In Jesse’s last post he mentioned that we were both working against time to tie up so many loose ends in preparation for our life together.  We went silent for a while because these demands sucked up all of our time.

But the hard part is over and we are finally together.  I finished school and started a new job last month and my daughter and I officially moved into Jesse’s house two weeks ago.  And we are getting used to calling this “our house” and making it a home.  We were so busy and exhausted for so long, but now we are settled and relaxed and feeling like our dream has finally come true.

Now I live with my best friend.  I wake up every morning with the man I love like no other.  I feel like, for the first time in my life, I have a partner to share my life with.  I feel complete and content in a way I never thought possible.  Life is good.
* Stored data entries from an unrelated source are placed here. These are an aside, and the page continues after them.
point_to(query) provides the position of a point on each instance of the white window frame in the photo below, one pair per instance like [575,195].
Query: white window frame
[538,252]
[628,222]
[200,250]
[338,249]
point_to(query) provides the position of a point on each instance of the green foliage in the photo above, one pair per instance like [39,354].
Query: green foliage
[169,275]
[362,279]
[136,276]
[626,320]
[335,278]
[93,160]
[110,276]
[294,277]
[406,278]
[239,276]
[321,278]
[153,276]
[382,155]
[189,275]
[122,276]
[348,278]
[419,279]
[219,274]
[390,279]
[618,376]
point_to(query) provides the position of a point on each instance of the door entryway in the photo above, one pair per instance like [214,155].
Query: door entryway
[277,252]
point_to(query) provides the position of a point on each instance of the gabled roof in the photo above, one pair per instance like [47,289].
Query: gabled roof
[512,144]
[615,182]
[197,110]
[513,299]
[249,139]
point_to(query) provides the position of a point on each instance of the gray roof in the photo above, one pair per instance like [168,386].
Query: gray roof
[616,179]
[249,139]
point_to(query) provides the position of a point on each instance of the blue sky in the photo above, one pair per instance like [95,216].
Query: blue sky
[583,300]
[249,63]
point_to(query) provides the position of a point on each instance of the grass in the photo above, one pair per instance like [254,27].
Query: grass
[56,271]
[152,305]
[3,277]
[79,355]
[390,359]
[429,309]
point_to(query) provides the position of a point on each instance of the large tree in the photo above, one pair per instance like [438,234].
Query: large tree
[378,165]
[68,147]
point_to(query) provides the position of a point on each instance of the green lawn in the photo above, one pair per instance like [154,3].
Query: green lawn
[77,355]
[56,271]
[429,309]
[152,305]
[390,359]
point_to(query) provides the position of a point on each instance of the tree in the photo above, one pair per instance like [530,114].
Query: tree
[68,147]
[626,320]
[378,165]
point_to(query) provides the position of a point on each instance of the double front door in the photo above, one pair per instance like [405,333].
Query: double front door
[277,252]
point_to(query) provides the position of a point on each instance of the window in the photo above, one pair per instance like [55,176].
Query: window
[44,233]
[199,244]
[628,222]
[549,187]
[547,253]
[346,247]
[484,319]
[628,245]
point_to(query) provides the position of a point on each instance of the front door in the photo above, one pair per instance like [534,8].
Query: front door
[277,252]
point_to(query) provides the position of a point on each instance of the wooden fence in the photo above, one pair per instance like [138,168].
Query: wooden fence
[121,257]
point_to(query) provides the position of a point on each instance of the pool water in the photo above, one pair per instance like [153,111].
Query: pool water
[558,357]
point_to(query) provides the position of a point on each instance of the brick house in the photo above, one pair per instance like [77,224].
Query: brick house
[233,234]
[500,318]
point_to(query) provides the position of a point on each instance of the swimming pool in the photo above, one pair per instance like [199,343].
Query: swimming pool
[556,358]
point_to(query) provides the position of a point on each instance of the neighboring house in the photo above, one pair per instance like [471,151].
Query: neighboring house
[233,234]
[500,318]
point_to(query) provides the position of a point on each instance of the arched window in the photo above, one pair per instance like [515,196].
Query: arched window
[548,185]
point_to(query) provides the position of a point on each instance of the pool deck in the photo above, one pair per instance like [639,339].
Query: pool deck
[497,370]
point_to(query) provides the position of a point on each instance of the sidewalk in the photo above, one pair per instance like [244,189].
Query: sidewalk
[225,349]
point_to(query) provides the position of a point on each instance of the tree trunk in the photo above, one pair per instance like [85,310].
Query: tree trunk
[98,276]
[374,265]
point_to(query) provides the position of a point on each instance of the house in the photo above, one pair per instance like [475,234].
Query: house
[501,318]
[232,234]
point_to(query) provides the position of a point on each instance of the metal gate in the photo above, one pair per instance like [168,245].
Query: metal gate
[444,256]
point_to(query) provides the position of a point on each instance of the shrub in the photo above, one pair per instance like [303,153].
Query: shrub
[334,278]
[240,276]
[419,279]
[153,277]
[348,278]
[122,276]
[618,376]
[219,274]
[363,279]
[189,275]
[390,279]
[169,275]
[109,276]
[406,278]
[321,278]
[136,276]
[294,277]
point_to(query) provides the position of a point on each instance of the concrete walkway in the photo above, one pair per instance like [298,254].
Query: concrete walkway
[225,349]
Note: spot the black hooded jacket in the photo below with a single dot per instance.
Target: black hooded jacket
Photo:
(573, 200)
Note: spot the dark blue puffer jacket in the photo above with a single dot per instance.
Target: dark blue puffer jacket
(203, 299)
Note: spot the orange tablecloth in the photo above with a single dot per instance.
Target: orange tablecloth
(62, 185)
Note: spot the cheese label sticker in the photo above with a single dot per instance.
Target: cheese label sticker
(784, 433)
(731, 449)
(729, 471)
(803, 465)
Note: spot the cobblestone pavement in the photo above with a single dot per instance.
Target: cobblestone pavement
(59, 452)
That’s not to say this hasn’t been a challenge.  Today I miss my old job, my wonderful students, my friends, and my family.  I miss the stores I used to shop in every week, and I miss feeling invested in and deeply connected to the town I’d always known.  I am a people person and I make my own friends and my own fun.  I am anxious to make new connections and find reasons to become invested in this new town.  I know that I can’t put all of my expectations of friendship and human contact on Jesse.  I need to build a life here and help my daughter find her place here as well.  This is not easy, but I figure that we’ve come this far, so a little more work is easily done.

As for Jesse, he is every bit the loving, warm, funny, clever, and beautiful man I knew him to be when we spent only our weekends together.  He is also proving to be a loyal and dedicated partner and companion whom I can’t wait to see after work and who can always make me laugh, even when I am sad.  I am so ready to build a new life with Jesse and my daughter, making up new rules as we go along and creating a home that makes us feel like the world can’t touch our happiness.  Life is so good.